I am curious if the "Bourbaki's approach" to mathematics is still a viable point of view in modern mathematics, despite the fact that Bourbaki is vilified by many.
Even more specifically, does anyone actively approach mathematics from the more "yielding" point of view famously practiced by Grothendieck? Which, or what type of, research areas are welcoming to (or practicing) Grothendieck's approach to mathematics?
To me, there is a deep question regarding motivation of mathematicians over time which is addressed by this viewpoint. An emphasis on resolving hard technical problems is quite depressing, generally, whereas the idea of finding a general framework which presents a natural and explanatory solution through the development of a vast theory seems very motivating. In such a view, the open problem only serves to motivate a better development of the general theory surrounding the core difficulty, bringing into focus a clearer picture of the essential issue at hand.

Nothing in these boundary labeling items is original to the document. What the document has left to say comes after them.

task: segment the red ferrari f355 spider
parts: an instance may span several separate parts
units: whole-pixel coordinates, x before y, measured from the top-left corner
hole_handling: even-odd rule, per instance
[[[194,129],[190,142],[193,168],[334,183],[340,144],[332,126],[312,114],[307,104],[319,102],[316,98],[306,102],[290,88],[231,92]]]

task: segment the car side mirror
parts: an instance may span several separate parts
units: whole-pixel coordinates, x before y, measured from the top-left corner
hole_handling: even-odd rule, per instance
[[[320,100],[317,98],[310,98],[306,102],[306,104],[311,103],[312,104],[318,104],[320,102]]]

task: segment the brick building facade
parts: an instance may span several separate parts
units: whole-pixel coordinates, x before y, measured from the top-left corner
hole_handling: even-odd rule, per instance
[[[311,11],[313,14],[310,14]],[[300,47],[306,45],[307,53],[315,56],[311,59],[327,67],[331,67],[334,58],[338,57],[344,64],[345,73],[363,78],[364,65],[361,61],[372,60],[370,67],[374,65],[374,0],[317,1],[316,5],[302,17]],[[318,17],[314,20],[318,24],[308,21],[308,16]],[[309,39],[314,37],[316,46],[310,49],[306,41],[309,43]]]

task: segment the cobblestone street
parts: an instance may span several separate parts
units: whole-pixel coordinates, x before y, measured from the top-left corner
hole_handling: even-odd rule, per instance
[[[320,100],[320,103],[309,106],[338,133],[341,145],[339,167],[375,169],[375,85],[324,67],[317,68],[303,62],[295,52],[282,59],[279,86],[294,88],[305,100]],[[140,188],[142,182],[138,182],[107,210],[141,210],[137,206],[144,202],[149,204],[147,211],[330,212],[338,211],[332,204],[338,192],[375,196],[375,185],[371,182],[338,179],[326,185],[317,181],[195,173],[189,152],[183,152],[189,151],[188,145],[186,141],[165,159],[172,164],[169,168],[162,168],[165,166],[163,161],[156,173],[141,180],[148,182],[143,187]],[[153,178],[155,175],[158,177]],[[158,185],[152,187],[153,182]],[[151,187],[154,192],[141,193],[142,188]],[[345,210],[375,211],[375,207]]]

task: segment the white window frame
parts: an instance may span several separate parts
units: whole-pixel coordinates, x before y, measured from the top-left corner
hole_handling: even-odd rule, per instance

It seems to me that carefully developing a general (sometimes axiomatic) theory is analogous to performing scientific experiment. One is not looking to be clever, but instead is filling in data which may, when examined later, reveal clear and natural answers to mathematical questions. Obviously such an approach can be exhausting, in that one must spend much more time to fill in an entire picture than to, at some point, jump to a resolution of a particular question. On the other hand, It may be possible to persevere longer at such a task, as one is not so sensitive to one's loss of quickness or cleverness and can simply engage the task at hand.
Is this viewpoint valid?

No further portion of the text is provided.